Старушка покивала ему на прощанье и долго еще стояла, глядя, как он идет по улице. А Джоби шел и спрашивал себя, правильно ли он поступил — но нет, у него ни за что не хватило бы духу прочесть ей первые строчки: «Дорогая мама! К сожалению, мое письмо принесет тебе дурные вести. Я боюсь тебя огорчить, но знай: позавчера Синтию сбил автобус, а вчера вечером, в больнице, она скончалась. В этом никто не виноват. Она выскочила на мостовую, как часто делают дети…»

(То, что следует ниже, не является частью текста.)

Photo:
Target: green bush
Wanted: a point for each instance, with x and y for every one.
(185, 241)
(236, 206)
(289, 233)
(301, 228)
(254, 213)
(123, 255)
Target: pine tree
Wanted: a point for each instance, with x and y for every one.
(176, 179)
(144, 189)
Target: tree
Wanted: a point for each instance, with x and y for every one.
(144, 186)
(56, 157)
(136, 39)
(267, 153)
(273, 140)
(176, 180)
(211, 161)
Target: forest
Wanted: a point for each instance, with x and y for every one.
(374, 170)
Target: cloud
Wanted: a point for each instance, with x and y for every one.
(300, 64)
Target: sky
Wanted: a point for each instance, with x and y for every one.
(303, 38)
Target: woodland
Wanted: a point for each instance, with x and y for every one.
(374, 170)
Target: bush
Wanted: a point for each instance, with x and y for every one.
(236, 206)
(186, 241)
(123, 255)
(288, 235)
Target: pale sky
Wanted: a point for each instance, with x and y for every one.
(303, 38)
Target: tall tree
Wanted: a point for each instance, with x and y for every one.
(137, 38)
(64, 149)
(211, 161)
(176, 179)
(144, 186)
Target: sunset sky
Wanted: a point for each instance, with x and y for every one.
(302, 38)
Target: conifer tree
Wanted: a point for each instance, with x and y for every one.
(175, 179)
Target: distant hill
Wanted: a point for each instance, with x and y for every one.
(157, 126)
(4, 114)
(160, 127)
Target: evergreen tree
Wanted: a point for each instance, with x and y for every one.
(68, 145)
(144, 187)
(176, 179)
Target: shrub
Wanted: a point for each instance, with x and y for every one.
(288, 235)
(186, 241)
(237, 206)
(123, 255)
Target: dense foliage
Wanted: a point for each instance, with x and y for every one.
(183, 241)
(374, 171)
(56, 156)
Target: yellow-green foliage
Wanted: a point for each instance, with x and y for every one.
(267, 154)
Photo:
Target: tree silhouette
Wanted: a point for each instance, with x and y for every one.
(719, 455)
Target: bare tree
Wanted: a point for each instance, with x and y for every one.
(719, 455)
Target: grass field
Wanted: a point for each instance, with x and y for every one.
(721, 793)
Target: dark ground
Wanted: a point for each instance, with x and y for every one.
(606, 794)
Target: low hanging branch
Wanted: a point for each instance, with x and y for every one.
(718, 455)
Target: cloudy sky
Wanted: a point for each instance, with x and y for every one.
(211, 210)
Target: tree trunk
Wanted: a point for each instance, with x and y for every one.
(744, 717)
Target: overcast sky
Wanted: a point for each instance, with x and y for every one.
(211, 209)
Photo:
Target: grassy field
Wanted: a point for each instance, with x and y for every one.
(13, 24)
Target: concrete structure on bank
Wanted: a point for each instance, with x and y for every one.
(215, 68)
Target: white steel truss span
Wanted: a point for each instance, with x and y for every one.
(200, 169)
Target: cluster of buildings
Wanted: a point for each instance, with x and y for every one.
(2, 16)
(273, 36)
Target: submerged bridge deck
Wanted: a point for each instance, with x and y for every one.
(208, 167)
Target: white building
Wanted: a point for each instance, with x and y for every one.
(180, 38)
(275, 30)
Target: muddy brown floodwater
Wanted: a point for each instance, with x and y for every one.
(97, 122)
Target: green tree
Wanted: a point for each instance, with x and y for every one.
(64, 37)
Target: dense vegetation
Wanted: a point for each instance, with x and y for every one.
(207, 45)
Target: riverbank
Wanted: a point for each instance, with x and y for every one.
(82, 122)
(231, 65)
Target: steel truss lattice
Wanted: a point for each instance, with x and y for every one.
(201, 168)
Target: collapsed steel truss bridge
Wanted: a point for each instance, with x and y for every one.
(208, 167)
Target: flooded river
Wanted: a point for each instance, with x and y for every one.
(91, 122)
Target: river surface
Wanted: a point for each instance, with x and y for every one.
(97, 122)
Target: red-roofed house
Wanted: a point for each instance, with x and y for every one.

Мать сегодня с утра ходила, замкнувшись в молчание, до того мучительное, что Джоби невольно осмеливался говорить только шепотом. Она словом не обмолвилась о том, что привело к ним вчера тетю Дэзи с Моной, а он, уже и так немало зная, не расспрашивал ее. После вечерни тетя Дэзи явилась снова — и на сей раз привела с собой дядю Теда. По всем признакам дядя Тед чувствовал себя до крайности неловко: он вошел в дом красный как рак и глаза у него беспокойно блуждали по сторонам.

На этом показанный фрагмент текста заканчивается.